Let's Make a Framework: DOM Manipulation
Welcome to part 53 of Let’s Make a Framework, the ongoing series about building a JavaScript framework.
If you haven’t been following along, these articles are tagged with lmaf. The project we’re creating is called Turing. Documentation is available at turingjs.com.
The Style and innerHTML Properties
After years of blindly manipulating the style and innerHTML properties, I noticed more modern frameworks advocate against this.

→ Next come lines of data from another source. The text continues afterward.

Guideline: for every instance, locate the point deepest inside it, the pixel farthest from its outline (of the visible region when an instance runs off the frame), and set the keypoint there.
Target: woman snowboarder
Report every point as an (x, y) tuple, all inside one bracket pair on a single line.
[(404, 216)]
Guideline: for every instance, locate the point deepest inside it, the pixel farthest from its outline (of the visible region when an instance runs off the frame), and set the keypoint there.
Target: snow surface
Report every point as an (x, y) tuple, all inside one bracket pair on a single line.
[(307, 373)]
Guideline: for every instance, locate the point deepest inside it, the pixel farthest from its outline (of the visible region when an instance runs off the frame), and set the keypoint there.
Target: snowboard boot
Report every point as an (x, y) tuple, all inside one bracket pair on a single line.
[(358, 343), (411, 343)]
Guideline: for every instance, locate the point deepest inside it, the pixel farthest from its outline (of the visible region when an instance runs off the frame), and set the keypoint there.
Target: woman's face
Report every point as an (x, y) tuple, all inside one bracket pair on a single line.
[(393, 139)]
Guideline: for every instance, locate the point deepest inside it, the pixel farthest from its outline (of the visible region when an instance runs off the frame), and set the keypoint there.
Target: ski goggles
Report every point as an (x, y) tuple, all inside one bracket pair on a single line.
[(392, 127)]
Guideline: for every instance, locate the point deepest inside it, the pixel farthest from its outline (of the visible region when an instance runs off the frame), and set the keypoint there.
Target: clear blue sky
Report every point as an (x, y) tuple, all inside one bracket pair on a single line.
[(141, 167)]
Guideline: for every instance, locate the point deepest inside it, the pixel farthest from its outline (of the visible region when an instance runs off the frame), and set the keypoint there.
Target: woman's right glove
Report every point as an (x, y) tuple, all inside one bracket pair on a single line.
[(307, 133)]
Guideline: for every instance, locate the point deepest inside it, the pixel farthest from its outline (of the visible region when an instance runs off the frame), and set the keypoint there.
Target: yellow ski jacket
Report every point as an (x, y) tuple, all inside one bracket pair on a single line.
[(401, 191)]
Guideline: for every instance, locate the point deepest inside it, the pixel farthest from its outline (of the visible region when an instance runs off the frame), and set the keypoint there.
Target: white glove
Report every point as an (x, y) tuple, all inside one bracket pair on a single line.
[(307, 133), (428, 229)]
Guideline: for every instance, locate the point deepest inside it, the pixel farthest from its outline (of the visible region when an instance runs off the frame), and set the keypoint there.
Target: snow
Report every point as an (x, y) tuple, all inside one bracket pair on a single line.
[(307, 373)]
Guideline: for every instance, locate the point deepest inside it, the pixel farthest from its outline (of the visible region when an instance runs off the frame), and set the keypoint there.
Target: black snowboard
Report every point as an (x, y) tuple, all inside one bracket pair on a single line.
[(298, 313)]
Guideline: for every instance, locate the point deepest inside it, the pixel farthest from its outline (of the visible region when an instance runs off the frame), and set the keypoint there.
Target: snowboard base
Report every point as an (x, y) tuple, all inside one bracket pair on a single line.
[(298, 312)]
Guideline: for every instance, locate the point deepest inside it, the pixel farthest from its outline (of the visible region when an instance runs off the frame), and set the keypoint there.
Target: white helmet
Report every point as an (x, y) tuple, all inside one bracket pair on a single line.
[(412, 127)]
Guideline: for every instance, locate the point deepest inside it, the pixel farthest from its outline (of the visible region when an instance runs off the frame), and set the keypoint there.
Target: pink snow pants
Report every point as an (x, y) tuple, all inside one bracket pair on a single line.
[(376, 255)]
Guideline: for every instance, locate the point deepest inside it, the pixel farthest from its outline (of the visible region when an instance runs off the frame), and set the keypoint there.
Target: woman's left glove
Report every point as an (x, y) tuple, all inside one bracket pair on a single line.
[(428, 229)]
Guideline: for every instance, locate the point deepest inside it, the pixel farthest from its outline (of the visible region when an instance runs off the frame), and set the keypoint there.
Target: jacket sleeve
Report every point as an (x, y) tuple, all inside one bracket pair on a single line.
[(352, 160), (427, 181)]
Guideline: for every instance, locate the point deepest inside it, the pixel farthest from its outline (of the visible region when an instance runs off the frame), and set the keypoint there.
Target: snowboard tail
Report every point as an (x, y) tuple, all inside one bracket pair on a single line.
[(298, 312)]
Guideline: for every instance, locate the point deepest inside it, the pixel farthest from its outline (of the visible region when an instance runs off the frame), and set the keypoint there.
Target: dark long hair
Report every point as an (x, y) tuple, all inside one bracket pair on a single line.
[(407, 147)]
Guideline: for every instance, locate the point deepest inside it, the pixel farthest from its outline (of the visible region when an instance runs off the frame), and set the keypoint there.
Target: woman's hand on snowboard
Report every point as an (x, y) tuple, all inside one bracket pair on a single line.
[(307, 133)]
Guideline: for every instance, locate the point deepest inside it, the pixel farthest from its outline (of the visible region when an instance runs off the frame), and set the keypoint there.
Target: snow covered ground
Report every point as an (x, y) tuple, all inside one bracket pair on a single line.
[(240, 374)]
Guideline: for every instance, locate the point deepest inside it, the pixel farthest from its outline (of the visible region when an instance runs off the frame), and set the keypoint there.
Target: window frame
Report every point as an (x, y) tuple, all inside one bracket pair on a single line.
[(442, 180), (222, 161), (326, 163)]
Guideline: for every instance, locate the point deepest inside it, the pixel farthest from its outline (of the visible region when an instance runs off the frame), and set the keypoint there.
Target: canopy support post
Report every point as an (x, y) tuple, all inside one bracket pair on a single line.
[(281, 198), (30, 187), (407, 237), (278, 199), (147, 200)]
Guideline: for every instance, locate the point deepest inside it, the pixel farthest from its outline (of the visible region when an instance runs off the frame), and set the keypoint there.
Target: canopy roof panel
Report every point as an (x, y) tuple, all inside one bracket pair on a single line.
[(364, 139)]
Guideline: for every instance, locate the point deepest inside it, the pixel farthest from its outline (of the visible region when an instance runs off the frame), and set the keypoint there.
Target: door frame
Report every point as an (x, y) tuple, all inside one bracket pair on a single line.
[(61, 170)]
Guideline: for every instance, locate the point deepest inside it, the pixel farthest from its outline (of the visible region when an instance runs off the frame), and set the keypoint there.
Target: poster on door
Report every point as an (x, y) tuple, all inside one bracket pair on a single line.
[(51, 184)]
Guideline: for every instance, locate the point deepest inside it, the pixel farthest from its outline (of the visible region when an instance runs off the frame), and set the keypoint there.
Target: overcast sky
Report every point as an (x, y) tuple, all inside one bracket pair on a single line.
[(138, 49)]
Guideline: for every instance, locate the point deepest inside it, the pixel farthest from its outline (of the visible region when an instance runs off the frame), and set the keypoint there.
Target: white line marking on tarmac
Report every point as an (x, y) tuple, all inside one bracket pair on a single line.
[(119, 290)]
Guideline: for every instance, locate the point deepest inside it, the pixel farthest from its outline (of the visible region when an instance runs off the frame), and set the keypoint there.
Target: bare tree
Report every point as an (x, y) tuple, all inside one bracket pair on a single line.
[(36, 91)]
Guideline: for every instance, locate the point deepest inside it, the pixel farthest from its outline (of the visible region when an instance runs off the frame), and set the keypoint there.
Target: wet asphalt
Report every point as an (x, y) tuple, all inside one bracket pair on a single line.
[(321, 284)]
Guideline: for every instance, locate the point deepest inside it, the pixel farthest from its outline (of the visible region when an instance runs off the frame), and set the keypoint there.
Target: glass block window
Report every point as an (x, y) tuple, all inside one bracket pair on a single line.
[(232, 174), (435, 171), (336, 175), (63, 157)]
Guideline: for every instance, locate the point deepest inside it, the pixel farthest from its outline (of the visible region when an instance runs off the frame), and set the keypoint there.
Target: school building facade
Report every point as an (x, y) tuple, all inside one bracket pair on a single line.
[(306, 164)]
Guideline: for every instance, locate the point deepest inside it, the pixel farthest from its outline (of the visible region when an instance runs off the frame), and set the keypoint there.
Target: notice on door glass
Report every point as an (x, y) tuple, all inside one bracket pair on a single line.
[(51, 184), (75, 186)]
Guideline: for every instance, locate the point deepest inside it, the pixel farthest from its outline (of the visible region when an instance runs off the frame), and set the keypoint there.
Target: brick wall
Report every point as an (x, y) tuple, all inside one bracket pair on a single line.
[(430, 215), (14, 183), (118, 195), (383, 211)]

If you think back to when I wrote about our animation module, you’ll remember that working with style attributes can be less than user friendly — it required a decent amount of helper methods just to do things like work with colours. That’s partially why frameworks like jQuery provide a .css() method — to provide a consistent interface.
It’s slightly harder to appreciate why working with innerHTML is bad. It’s fast, cross-browser, and easy to use. What’s not to like? Well, it’s a proprietary property. When XHTML was all the rage, using innerHTML caused problems when documents were served with an XML mime-type. It’s also inconsistently implemented; IE can treat it as read-only on tables, and there are other IE-related problems too.
Hopefully I’ve convinced you why methods like jQuery’s .css and .html are a good idea. But how do they work?
jQuery’s .html() Implementation
You’re probably wondering how exactly .html() works. After all, isn’t it just going to defer to innerHTML at some point?
The basic usage is with a string that contains HTML:
$('div.demo-container')
.html('<p>All new content.</p>');
It can also accept a function, but let’s just consider the string case to keep things focused.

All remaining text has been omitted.